2. Fehler: Sich um die gesetzliche Rente erst kurz vor dem Ruhestand kümmern
Wer sich einen Überblick über die bislang erworbenen und erfassten Ansprüche bei der gesetzlichen Rente verschaffen will, sollte bei der Rentenversicherung eine Rentenauskunft anfordern. Unter anderem sind darin Informationen zu bisherigen Versicherungszeiten gespeichert. „Anhand der Informationen sollte man eine sogenannte Kontenklärung machen. Das bedeutet, ich gehe mit der Rentenversicherung meine Zeiten durch und schaue, ob für alles Beiträge gezahlt wurden“, sagt Vorsorgeexperte Klotz. Sind für Zeiten der Ausbildung zum Beispiel keine Rentenbeiträge abgeführt worden, kann man nachzahlen – allerdings nur bis zur Vollendung des 45. Lebensjahrs. Kümmert man sich zu spät, verfällt für die betroffenen Jahre der Rentenanspruch. Auch Kindererziehungszeiten, für die es zusätzliche Rentenpunkte gibt, lassen sich so nachtragen.
3. Fehler: Mit 50 anzunehmen, jetzt noch mit privater Vorsorge anfangen, sei zu spät
Zu kompliziert und jetzt noch damit zu beginnen, bringt eh nichts mehr: Wer 50 oder älter ist und so in Bezug auf die eigene private Altersvorsorge denkt, liegt falsch. „Der Zinseszinseffekt sorgt dafür, dass sich private Vorsorge auch noch kurz vor der Rente lohnt“, sagt Martin Klotz. Auch die Annahme, man müsse bis zum Renteneintritt mit 67 Jahren ein Vermögen aufgebaut haben, von dem man dann leben könne, sei nicht richtig. „Die Menschen leben heute deutlich länger als früher. Das heißt, auch in der Zeit des Ruhestands kann Geld weiter angelegt werden und natürlich auch Rendite erwirtschaften“, erklärt der Vorsorgeexperte.

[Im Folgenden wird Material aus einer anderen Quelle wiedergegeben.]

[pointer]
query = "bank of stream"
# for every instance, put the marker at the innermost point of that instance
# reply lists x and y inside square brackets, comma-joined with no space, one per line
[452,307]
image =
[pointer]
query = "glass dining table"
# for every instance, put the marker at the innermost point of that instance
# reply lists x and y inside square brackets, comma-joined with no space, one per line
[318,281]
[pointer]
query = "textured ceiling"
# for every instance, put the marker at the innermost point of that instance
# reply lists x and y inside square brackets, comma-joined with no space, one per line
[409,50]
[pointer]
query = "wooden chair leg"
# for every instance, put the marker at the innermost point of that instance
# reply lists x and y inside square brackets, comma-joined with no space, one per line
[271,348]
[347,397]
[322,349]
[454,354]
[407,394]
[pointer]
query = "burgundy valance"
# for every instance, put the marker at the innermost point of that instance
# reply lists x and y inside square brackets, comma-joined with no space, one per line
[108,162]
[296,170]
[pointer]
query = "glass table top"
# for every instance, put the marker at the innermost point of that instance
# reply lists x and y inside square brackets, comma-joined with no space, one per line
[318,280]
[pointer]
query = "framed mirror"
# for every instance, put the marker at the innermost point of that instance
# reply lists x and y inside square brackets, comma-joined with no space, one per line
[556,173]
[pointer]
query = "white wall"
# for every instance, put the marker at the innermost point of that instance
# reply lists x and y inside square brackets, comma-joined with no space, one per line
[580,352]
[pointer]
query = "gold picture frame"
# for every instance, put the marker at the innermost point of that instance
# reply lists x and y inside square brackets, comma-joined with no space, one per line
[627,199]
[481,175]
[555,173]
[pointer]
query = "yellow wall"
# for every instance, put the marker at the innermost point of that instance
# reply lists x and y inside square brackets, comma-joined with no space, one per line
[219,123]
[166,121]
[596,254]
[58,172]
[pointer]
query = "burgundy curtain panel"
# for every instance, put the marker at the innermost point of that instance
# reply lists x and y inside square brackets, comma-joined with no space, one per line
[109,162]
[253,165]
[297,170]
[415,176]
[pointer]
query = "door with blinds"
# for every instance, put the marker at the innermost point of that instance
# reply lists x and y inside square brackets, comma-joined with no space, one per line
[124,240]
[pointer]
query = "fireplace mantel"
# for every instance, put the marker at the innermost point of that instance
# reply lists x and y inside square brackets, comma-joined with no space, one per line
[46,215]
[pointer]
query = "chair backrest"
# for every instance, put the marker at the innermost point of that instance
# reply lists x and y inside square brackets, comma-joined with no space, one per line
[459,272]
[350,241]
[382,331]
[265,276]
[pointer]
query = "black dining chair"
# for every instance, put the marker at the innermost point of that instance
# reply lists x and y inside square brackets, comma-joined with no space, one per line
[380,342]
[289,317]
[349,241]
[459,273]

Wer allerdings erst in fortgeschrittenem Alter anfange, privat vorzusorgen, und noch große Sprünge machen will, sollte nicht nur auf ein Tagesgeldkonto setzen. „Je mehr Zeit ich habe, desto risikoärmer kann ich investieren, je weniger Zeit ich habe, desto mehr muss ich auf Chancen setzen“, sagt Klotz. Dafür empfiehlt er zum Beispiel Aktien-ETFs wie den MSCI World.
Auch mögliche staatliche Unterstützungen sollten Versicherte im Blick behalten. „Wenn ich nur geringe Beträge habe, die ich monatlich investieren kann, ist es umso wichtiger, gute Förderungen mitzunehmen, wie zum Beispiel die Arbeitnehmersparzulage“, sagt Klotz. Diese staatliche Zulage beträgt je nach Anlageform und Sparsumme bis zu 123 Euro pro Jahr. Um sie zu bekommen, ist Voraussetzung, dass Versicherte Geld vom Arbeitgeber oder vom eigenen Gehalt als sogenannte vermögenswirksame Leistungen (VL) anlegen.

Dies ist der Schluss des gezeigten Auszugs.